Inspectors flag gaps in Vaccines for Children program

Jun 6, 2012 (CIDRAP News) – A review of five of the biggest jurisdictions that supply and monitor providers in the Vaccines for Children (VFC) program found several problems, including improperly stored and expired vaccine, according to findings released yesterday.

The review was conducted by the US Department of Health and Human Services (HHS) Office of Inspector General (OIG) in 2011, and HHS published the 49-page OIG findings and recommendations yesterday on its Web site.

Implemented in 1994 as a component of state Medicaid plans, VFC is a federally funded program that provides free vaccine to children who don't have health insurance or can't afford the cost. The federal government funds the program through the Centers for Disease Control and Prevention (CDC), which purchases discounted vaccine from manufacturers and distributes them to 61 grantees, mainly states and large cities. The grantees in turn send them to 44,000 enrolled providers, including public health departments, private clinics, and federally funded clinics.

Sixteen vaccines are included in the VFC program, ranging from diphtheria to varicella zoster. In 2010, the program provided 82 million vaccine doses to about 40 million children at a cost of $3.6 billion, according to the report.

To maximize protection against disease and prevent fraud and waste in the VFC program, providers must meet several management requirements, such as storing vaccine at the correct temperature and ensuring that expired doses are removed from vaccine inventories. Grantees must periodically monitor how providers are managing VFC vaccine.

OIG investigators visited, interviewed staff, and took serial storage-temperature readings at 45 providers from five grantees that received the highest volume of VFC vaccine in fiscal year 2010—California, Florida, Georgia, New York City, and Texas.

Several of the concerns raised in the report focused on vaccine storage. Overall, the OIG found that vaccine stored by 76% of providers was exposed to inappropriate temperatures for at least 5 cumulative hours during a 2-week monitoring period. In some instances, vaccines in refrigerators were exposed to freezing temperatures, and some providers were using dorm-type refrigerators, which the VFC program doesn't allow for permanent storage.

Thirteen of the 45 providers had expired vaccine on hand that was stored alongside unexpired vaccine, which poses a risk of mistakenly administering expired vaccine that may not provide optimal protection, the inspectors found.

Investigators found several other gaps related to inventory management, planning, documentation, and oversight. Grantees have been required to visit a percentage of their providers each year to ensure that they are meeting requirements, but the OIG found that the visits didn't ensure that providers were meeting them.
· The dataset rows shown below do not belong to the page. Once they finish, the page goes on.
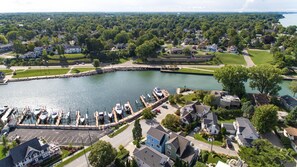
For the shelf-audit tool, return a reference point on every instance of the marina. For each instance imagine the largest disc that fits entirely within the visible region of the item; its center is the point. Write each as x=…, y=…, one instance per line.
x=42, y=118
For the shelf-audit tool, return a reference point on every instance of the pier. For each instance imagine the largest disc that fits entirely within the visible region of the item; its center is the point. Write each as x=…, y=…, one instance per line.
x=134, y=115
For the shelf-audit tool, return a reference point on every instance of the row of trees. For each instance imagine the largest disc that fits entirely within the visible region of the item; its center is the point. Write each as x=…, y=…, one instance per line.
x=264, y=78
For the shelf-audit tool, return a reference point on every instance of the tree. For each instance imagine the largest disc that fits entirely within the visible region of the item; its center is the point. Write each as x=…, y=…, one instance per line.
x=137, y=131
x=171, y=121
x=291, y=119
x=248, y=109
x=263, y=153
x=96, y=63
x=265, y=78
x=102, y=154
x=293, y=87
x=232, y=78
x=265, y=118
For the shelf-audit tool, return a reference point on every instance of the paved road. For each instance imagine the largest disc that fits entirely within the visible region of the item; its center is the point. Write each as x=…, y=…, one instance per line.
x=61, y=137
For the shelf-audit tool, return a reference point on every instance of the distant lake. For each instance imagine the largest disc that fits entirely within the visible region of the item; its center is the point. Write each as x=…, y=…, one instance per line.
x=289, y=20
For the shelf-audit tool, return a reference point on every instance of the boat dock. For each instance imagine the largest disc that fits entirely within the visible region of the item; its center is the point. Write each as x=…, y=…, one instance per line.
x=115, y=115
x=97, y=126
x=77, y=118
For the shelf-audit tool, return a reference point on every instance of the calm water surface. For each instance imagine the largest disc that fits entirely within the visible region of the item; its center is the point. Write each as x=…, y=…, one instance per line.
x=100, y=92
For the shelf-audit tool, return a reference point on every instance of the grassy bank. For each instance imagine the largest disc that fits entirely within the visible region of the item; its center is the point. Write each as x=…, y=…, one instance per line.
x=40, y=72
x=261, y=56
x=228, y=58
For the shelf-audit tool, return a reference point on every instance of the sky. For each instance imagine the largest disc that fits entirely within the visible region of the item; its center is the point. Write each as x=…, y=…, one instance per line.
x=11, y=6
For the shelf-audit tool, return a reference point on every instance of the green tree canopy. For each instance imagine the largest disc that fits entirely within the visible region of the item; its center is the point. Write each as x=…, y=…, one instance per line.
x=232, y=78
x=265, y=118
x=266, y=79
x=102, y=154
x=264, y=154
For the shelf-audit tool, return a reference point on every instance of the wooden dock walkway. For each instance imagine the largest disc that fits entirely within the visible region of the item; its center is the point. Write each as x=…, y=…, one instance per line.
x=77, y=118
x=115, y=115
x=131, y=109
x=144, y=102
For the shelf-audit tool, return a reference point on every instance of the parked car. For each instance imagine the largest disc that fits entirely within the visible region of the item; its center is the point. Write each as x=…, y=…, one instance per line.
x=229, y=144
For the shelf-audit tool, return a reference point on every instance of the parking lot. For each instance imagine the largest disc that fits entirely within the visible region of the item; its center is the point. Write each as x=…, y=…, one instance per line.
x=60, y=137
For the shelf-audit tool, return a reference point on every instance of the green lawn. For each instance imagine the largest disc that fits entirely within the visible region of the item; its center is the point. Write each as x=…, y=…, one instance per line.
x=197, y=136
x=6, y=71
x=194, y=71
x=261, y=56
x=40, y=72
x=228, y=58
x=79, y=70
x=120, y=130
x=68, y=56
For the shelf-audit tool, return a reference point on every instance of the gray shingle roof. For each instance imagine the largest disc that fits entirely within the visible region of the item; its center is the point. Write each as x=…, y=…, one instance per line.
x=152, y=158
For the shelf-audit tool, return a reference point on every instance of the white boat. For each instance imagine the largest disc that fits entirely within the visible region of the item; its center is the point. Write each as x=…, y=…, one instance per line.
x=119, y=108
x=158, y=92
x=54, y=115
x=43, y=115
x=36, y=110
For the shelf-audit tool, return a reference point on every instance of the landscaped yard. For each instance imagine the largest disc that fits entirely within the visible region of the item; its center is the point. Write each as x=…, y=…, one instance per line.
x=194, y=71
x=228, y=58
x=199, y=137
x=79, y=70
x=261, y=56
x=40, y=72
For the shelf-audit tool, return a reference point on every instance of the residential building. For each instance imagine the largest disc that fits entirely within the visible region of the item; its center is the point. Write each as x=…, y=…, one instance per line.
x=38, y=51
x=156, y=138
x=289, y=102
x=192, y=112
x=72, y=49
x=229, y=101
x=291, y=133
x=30, y=153
x=245, y=132
x=6, y=48
x=230, y=129
x=148, y=157
x=180, y=147
x=210, y=123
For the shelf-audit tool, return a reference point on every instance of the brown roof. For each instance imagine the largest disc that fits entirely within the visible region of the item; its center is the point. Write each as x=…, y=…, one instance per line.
x=291, y=131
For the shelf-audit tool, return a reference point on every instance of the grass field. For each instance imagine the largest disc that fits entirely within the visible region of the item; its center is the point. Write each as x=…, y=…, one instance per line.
x=79, y=70
x=68, y=56
x=194, y=71
x=40, y=72
x=228, y=58
x=6, y=71
x=261, y=56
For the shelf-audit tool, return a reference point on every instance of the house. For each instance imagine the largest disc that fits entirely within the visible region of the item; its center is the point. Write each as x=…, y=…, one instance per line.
x=148, y=157
x=229, y=101
x=289, y=102
x=6, y=48
x=291, y=133
x=210, y=123
x=232, y=49
x=179, y=147
x=192, y=112
x=30, y=153
x=230, y=129
x=71, y=49
x=156, y=138
x=38, y=51
x=245, y=132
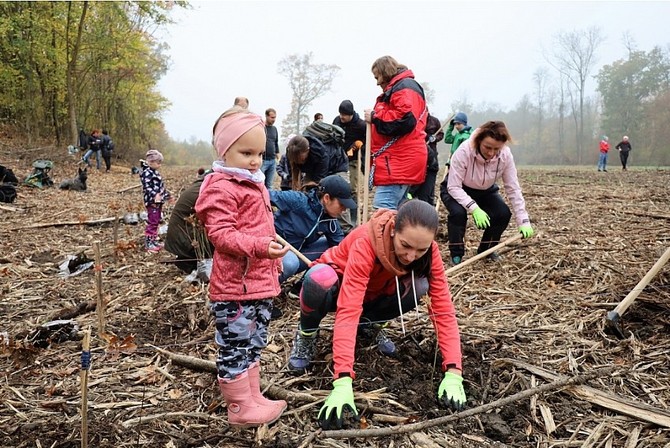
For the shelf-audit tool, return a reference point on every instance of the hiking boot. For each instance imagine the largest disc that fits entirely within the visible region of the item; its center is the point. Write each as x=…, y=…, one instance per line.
x=302, y=352
x=495, y=257
x=294, y=292
x=151, y=245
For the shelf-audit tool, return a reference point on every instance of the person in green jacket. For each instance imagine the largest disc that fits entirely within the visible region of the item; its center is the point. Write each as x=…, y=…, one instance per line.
x=463, y=131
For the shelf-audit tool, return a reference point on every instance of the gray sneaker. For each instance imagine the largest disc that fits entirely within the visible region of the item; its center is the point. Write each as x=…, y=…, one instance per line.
x=302, y=352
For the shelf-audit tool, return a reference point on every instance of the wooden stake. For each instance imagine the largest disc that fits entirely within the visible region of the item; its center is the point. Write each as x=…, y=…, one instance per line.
x=283, y=242
x=366, y=177
x=651, y=273
x=85, y=366
x=477, y=257
x=98, y=289
x=441, y=421
x=116, y=239
x=359, y=188
x=66, y=223
x=129, y=188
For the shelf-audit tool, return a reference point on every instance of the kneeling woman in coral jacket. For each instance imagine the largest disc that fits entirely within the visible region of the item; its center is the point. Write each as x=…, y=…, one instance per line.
x=377, y=273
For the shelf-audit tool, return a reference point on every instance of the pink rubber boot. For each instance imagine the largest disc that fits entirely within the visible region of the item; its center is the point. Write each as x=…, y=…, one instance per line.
x=255, y=387
x=243, y=411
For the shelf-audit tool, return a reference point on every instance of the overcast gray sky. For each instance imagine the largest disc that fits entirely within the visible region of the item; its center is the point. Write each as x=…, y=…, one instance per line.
x=482, y=51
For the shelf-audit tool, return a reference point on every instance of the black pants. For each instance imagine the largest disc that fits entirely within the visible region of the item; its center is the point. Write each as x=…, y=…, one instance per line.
x=623, y=155
x=107, y=157
x=488, y=200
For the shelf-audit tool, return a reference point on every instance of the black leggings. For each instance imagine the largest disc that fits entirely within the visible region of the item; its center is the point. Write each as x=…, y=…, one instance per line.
x=488, y=200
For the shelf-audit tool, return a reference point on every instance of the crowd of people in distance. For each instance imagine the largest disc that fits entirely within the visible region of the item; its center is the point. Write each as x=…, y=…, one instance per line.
x=259, y=235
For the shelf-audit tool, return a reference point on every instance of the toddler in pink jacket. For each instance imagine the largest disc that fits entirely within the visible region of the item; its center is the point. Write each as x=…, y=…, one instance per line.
x=234, y=206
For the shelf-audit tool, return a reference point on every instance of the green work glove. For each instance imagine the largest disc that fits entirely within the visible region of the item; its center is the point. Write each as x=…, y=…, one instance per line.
x=526, y=230
x=451, y=393
x=339, y=400
x=482, y=219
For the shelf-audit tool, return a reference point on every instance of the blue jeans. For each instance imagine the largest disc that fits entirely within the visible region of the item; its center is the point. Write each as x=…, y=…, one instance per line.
x=602, y=161
x=292, y=265
x=389, y=196
x=269, y=168
x=98, y=157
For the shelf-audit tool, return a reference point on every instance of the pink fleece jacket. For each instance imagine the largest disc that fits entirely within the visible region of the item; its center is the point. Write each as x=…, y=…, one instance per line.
x=365, y=277
x=238, y=220
x=470, y=169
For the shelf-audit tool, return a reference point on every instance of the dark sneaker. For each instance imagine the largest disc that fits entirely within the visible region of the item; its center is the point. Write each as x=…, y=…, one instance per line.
x=384, y=344
x=276, y=312
x=495, y=257
x=371, y=331
x=302, y=353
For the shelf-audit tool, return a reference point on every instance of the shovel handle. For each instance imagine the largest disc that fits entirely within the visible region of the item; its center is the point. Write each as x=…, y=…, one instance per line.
x=651, y=273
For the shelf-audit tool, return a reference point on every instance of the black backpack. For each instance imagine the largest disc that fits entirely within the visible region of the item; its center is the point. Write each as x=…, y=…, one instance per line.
x=326, y=132
x=8, y=176
x=7, y=193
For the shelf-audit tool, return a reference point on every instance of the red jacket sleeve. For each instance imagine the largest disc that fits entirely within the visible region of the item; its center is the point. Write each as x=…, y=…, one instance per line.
x=350, y=305
x=443, y=315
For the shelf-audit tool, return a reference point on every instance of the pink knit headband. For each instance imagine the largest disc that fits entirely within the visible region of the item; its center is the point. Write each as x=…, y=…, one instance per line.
x=232, y=127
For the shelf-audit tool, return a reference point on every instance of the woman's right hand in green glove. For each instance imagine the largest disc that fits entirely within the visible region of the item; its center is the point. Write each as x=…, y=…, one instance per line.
x=339, y=400
x=482, y=220
x=451, y=393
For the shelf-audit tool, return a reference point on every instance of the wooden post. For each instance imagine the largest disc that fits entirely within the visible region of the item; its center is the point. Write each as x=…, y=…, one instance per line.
x=116, y=239
x=85, y=366
x=500, y=245
x=366, y=178
x=302, y=258
x=98, y=289
x=359, y=188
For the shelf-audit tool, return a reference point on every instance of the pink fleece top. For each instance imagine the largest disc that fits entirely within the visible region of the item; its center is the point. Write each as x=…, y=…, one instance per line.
x=470, y=169
x=238, y=221
x=365, y=278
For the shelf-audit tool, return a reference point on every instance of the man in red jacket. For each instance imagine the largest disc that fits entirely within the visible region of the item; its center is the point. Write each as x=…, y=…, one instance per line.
x=398, y=142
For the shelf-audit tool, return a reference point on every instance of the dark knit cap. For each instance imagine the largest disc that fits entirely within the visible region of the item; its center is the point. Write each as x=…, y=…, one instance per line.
x=461, y=118
x=346, y=107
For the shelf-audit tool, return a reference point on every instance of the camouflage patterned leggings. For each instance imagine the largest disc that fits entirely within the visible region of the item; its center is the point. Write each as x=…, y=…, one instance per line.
x=241, y=334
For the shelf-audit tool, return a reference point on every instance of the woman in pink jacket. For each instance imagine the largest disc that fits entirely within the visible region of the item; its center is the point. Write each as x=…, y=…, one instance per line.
x=234, y=206
x=379, y=272
x=471, y=188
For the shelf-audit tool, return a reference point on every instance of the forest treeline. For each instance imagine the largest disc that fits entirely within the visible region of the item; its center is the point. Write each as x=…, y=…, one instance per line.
x=66, y=66
x=71, y=65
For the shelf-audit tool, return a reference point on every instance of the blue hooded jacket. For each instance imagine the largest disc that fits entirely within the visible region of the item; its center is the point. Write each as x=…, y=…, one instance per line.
x=301, y=219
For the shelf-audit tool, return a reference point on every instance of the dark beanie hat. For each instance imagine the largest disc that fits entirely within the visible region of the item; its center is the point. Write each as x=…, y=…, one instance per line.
x=346, y=107
x=461, y=118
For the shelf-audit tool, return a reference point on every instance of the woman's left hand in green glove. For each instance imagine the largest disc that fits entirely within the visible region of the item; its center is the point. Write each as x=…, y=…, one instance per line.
x=339, y=400
x=451, y=393
x=526, y=230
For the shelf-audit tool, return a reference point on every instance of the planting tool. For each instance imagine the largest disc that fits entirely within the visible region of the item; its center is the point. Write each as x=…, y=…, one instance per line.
x=613, y=319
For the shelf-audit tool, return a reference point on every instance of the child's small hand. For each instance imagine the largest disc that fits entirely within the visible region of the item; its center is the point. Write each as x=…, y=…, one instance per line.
x=276, y=250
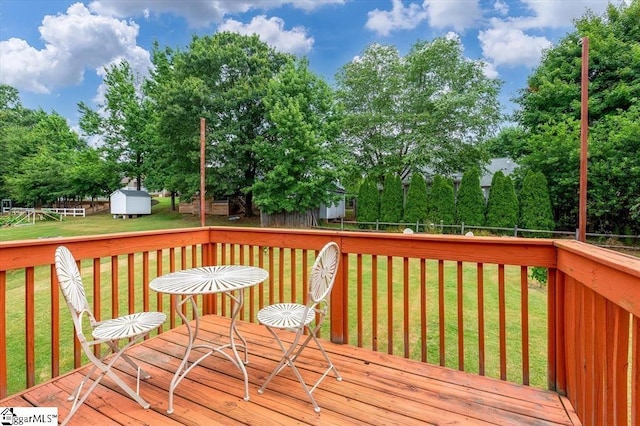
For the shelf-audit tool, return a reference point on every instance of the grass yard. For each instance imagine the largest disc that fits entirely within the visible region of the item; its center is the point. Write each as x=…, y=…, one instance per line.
x=370, y=335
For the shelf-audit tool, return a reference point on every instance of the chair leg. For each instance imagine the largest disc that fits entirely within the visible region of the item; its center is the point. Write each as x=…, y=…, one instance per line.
x=288, y=359
x=128, y=360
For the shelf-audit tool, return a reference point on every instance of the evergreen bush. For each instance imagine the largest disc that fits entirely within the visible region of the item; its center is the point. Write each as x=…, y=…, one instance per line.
x=470, y=200
x=415, y=209
x=391, y=203
x=535, y=205
x=502, y=206
x=441, y=202
x=368, y=207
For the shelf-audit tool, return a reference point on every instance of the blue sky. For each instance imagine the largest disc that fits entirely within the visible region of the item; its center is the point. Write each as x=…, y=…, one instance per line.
x=54, y=51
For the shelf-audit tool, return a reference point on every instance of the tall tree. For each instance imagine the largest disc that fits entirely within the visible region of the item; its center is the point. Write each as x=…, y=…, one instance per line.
x=430, y=109
x=470, y=200
x=223, y=79
x=550, y=113
x=121, y=121
x=415, y=208
x=298, y=156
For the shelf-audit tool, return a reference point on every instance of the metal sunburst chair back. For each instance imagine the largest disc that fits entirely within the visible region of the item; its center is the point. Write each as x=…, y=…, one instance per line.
x=298, y=318
x=131, y=328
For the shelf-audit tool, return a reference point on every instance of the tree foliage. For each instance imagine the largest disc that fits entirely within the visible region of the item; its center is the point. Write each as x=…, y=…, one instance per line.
x=535, y=206
x=550, y=113
x=429, y=109
x=415, y=208
x=222, y=78
x=121, y=122
x=391, y=200
x=470, y=205
x=297, y=155
x=502, y=205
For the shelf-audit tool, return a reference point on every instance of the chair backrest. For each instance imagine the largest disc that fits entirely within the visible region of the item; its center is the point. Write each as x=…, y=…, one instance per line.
x=71, y=285
x=323, y=273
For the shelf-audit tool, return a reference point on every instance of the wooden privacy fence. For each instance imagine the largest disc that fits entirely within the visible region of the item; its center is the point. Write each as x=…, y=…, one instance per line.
x=459, y=302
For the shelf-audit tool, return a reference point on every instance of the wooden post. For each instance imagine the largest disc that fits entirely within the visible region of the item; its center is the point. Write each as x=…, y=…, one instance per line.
x=202, y=180
x=584, y=132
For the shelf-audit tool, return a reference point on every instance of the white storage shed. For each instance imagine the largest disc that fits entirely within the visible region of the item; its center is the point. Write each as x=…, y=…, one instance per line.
x=336, y=210
x=129, y=203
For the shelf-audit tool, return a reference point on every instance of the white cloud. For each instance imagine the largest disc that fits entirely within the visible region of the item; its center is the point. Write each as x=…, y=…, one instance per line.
x=556, y=14
x=501, y=7
x=398, y=18
x=272, y=32
x=490, y=70
x=456, y=14
x=73, y=42
x=198, y=13
x=504, y=45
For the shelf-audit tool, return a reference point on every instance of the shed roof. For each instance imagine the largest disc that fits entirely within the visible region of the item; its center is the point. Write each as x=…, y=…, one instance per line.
x=133, y=193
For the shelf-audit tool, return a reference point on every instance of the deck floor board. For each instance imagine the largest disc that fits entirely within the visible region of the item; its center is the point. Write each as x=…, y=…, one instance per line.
x=377, y=389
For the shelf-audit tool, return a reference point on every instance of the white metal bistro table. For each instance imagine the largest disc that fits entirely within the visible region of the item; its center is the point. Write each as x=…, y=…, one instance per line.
x=228, y=279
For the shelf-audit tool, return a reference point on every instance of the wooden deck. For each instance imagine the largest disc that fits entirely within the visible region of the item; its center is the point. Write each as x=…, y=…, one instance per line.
x=377, y=389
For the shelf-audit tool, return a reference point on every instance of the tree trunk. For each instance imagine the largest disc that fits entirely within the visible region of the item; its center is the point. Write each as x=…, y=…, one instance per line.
x=248, y=208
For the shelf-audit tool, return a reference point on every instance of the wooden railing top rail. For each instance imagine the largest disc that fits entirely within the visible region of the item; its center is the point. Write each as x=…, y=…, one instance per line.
x=530, y=251
x=613, y=275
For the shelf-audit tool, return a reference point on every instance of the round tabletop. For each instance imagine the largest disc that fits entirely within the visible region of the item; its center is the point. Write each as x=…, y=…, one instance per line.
x=209, y=279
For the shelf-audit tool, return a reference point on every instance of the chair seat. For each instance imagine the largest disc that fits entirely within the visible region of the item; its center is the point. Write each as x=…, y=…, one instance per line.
x=284, y=315
x=128, y=326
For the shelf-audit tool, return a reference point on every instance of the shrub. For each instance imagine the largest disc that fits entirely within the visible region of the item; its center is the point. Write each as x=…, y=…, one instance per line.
x=535, y=206
x=368, y=207
x=415, y=209
x=392, y=200
x=441, y=202
x=502, y=206
x=469, y=200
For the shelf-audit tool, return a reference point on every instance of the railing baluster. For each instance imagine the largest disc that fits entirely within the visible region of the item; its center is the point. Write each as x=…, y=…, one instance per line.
x=374, y=302
x=390, y=305
x=131, y=280
x=502, y=323
x=460, y=298
x=441, y=311
x=423, y=310
x=3, y=334
x=524, y=313
x=405, y=313
x=30, y=325
x=55, y=322
x=481, y=332
x=359, y=296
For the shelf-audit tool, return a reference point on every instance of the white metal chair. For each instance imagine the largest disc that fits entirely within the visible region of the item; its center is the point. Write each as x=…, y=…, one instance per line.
x=298, y=318
x=131, y=327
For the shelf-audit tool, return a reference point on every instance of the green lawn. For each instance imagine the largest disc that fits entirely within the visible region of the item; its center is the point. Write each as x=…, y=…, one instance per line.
x=163, y=218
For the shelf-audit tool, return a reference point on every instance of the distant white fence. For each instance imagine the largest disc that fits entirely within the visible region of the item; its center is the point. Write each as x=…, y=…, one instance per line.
x=81, y=212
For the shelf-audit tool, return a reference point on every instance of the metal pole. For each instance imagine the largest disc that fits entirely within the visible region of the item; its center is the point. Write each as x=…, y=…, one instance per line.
x=202, y=180
x=584, y=133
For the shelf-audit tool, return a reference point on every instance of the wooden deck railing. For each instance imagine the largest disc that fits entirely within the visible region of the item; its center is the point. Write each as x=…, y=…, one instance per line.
x=460, y=302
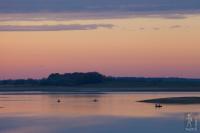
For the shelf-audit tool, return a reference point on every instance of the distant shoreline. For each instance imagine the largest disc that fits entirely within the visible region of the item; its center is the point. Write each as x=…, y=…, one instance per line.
x=96, y=82
x=93, y=89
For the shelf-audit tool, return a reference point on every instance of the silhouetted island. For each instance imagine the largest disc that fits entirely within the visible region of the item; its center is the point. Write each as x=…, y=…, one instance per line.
x=174, y=100
x=96, y=82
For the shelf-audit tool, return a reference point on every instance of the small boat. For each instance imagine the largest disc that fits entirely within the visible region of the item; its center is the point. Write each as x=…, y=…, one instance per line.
x=58, y=100
x=158, y=105
x=95, y=100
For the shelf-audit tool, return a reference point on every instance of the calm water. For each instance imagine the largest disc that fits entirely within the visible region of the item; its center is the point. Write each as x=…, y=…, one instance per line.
x=77, y=113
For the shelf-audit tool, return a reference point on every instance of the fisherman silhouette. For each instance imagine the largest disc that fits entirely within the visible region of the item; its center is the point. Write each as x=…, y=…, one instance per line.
x=189, y=120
The OIG had four recommendations for the CDC covering its continuing work with grantees and providers:

  • Ensure that VFC vaccines are stored according to requirements, and that grantees ensure that providers have freezers and refrigerators that maintain proper temperatures and thermometers that are regularly calibrated and properly placed.
  • See that expired vaccines are identified and separated from unexpired stocks.
  • Improve inventory management and procedures to ensure that orders meet provider needs and reduce vaccine waste.
  • Make sure grantees meet oversight requirements.

The CDC, in response to the findings, concurred with all four of the OIG's recommendations, according to the report. The CDC said it would work with its partners to improve compliance with storage requirements and is implementing significant changes in the VFC ordering system.

The agency said it is reviewing its guidance and training materials and will work with grantees to review provider site-visit procedures and documentation.